Škoda Auto still struggling to meet demand for best-selling model

Photo: Škoda Auto

Škoda Auto’s third generation Skoda Octavia is proving a big hit with demand still outstripping supply both at home and abroad. According to company sources buyers are still waiting up to 15 weeks for delivery and Škoda’s management is pushing to reach agreement on Saturday work shifts.

Photo: Škoda Auto
The company’s new Škoda Octavia model has been selling like hot cakes ever since it went on sale two years ago. Last year Skoda sold over 389,000 Skoda Octavia models and this year’s figures are expected to be higher. In the summer of this year Octavia RS production at the car’s Mladá Boleslav plant was boosted from 350 to 700 vehicles per week to attempt to satisfy unexpectedly high demand for the sporty mid-sized sedan and wagon models. Today company officials are negotiating the possibility of Saturday shifts but have run into opposition from trade unions.

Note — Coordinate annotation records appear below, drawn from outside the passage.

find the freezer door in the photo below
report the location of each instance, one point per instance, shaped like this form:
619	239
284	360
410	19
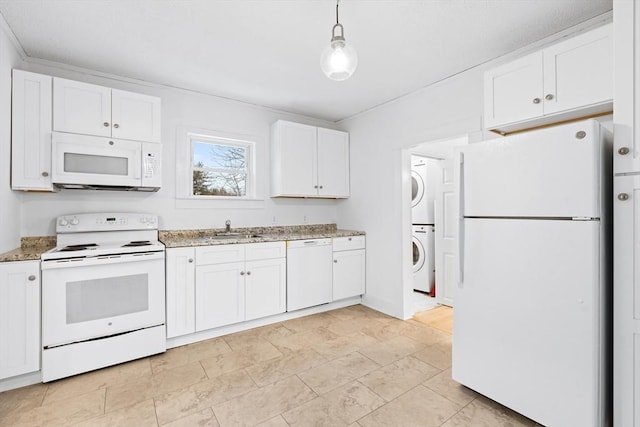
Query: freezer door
553	172
529	317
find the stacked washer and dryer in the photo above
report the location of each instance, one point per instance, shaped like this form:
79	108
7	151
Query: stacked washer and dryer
423	182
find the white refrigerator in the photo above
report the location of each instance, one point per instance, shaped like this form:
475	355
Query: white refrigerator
532	318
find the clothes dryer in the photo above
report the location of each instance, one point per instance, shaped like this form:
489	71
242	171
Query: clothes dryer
423	182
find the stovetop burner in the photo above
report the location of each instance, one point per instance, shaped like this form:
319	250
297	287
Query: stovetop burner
71	248
137	243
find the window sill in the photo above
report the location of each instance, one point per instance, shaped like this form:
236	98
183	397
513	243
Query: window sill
203	202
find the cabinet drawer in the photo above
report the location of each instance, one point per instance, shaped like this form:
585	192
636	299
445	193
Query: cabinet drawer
348	243
267	250
206	255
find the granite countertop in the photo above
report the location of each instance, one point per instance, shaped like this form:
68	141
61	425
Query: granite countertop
207	237
30	249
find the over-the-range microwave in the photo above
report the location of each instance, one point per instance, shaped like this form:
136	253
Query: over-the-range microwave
91	162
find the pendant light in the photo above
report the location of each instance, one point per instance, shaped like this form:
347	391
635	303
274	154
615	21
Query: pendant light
338	60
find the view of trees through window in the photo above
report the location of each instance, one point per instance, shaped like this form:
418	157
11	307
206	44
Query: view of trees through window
219	169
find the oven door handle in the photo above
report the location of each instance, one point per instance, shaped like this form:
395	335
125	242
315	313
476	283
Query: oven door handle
102	260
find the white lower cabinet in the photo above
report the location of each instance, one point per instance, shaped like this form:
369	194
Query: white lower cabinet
181	288
19	318
220	293
212	286
348	267
265	288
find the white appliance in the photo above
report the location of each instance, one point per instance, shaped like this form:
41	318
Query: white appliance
423	184
97	163
532	319
103	293
309	273
423	258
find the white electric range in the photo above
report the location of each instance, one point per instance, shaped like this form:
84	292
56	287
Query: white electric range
103	293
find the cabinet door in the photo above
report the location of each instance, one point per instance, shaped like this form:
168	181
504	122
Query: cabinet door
219	295
348	274
135	116
579	71
181	288
31	131
513	91
266	287
294	160
626	300
81	108
19	318
333	163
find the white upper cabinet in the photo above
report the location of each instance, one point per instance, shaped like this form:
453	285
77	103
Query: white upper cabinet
333	163
571	79
308	161
135	116
513	91
97	110
31	132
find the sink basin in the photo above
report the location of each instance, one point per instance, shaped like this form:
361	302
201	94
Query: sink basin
234	236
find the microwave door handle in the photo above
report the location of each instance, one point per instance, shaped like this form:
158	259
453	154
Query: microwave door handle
137	161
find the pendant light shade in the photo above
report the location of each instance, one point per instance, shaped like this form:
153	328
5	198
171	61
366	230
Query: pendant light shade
338	60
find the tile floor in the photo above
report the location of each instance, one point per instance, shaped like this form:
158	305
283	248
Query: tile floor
348	367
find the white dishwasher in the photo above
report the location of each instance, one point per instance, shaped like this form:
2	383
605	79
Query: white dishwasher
309	273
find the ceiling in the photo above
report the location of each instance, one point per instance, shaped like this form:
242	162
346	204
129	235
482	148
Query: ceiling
267	52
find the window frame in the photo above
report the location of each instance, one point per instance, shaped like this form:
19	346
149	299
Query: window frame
210	137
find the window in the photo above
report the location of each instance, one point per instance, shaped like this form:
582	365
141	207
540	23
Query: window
220	167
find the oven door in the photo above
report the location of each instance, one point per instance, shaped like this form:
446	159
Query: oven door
88	298
90	160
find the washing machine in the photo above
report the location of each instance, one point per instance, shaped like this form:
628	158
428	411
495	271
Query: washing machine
423	258
423	182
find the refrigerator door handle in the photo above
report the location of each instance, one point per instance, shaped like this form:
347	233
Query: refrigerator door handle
460	240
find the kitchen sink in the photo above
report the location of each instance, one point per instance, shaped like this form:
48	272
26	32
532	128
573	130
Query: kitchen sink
234	236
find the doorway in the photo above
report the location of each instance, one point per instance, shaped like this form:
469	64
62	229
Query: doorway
442	156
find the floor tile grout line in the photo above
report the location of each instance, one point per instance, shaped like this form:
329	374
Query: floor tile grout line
458	411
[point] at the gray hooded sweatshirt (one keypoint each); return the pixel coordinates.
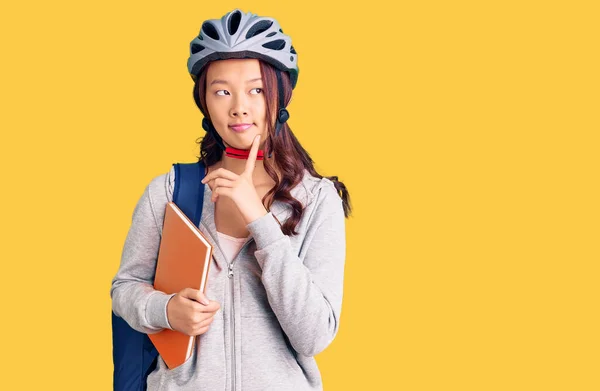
(281, 297)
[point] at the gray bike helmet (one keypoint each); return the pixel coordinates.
(243, 35)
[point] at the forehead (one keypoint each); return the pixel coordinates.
(233, 70)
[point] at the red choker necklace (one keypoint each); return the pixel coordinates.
(242, 153)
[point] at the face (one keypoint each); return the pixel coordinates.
(234, 95)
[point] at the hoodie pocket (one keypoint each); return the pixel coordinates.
(267, 358)
(205, 369)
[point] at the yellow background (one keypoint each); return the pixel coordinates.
(466, 132)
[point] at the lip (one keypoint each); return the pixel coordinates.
(240, 127)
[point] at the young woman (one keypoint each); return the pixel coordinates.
(274, 294)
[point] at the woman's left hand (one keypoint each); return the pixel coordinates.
(239, 188)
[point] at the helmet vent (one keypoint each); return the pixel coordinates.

According to the company’s trade union magazine, trade union leaders have rejected a proposal for compulsory Saturday shifts arguing health reasons. “Our employees are already overworked, there is no interest in extra weekend shifts,” union leader Jaroslav Povšík told the paper. He says however that some kind of solution will need to be found and has urged Škoda management to recruit new workers for multi-shift production at the weekends. The company says the negotiations are not over and while it has given up on the idea of compulsory shifts at the weekend it is still pushing for employees to take extra Saturday shifts on a voluntary basis.

Even with weak supply hampering sales, Škoda reported record profits of 665 million euro (18.4 billion crowns) last year, a 46 percent increase compared to the previous year, driven by its best-selling model. In 2014 Škoda Auto delivered over 1 million vehicles to clients worldwide, a year-on-year increase of almost 13 percent.